Theater Review - Carnival of souls - Liliom

Liliom at 7 Stages Back Stage Theater

A hundred years ago, carnival carousels were hotbeds of glamour and flirtation, or so the 1909 drama Liliom would have us believe. Produced by New York’s Flying Carpet Theatre at 7 Stages, Ferenc Molnar’s play evokes a time when a “love ‘em and leave ‘em” guy like Liliom (Matthew Seidman), a carnival barker and carousel operator, could be a kind of bad-boy sex symbol. How the status of the carny has fallen.

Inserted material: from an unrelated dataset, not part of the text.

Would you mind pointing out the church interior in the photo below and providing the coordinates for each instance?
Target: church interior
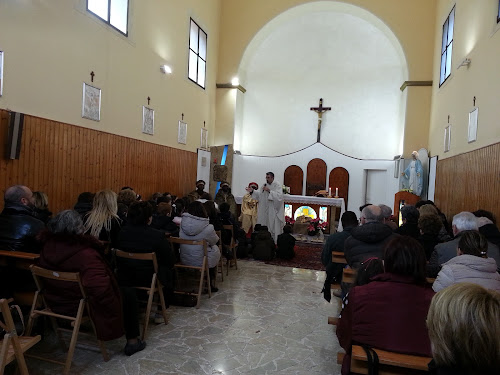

Liliom offers an eccentric portrayal of female devotion in spite of masculine brutality. The play opens after Julie (Hilda Seidman), a young serving girl, takes a ride on Liliom’s carousel, and their casual contact leads both of them to quit their jobs and get married. It’s more complex than love at first sight, though, since Liliom bristles at the prospect of taking a conventional job, despite Julie’s unhappiness. The couple suffers the domestic blahs until Liliom attempts a daring robbery in a thrilling sequence.

Last year, Flying Carpet presented The Mystery of Chung Ling Soo, an ingenious original tale of a Houdini-era illusionist. The company clearly grooves on the kind of old-fashioned stage effects and choreography that fires the imagination. Liliom, however, proves a little obstinate for this troupe’s brand of stripped-down spectacle. As a vintage text (Molnar’s play inspired the Rodgers and Hammerstein musical Carousel), Liliom proves both solid and stodgy, being well-grounded in the details of lower-class Budapest but hampered by a slow, repetitive first act. Some mannered, artificial acting in the opening night performance didn’t help.

Liliom improves significantly in the second act as a supernatural element provides a fascinating payoff to the feel-bad dreariness of the play’s earlier portion. Director Adam Koplan achieves some marvelous effects, like the wordless choreography that simulates circus acts, shooting galleries and other attractions on the midway. The set’s billowing tent sinks to the floor and evokes an ethereal cloudscape in the second act. Michael McQuilken’s live music is moody and contemporary, sort of like a soundtrack composed by Lou Reed.

The thought-provoking twists of Liliom’s second half, including a final image of delicate loveliness, go a long way to redeem the limitations of the first act. In Liliom’s vision of the carnival, merry-go-rounds have never seemed less merry.

Liliom. Through Aug. 27. $15-$20. Wed.-Sat., 8 p.m.; Sun., 2 p.m. 7 Stages Back Stage Theater, 1105 Euclid Ave. 404-523-7647. www.7stages.org.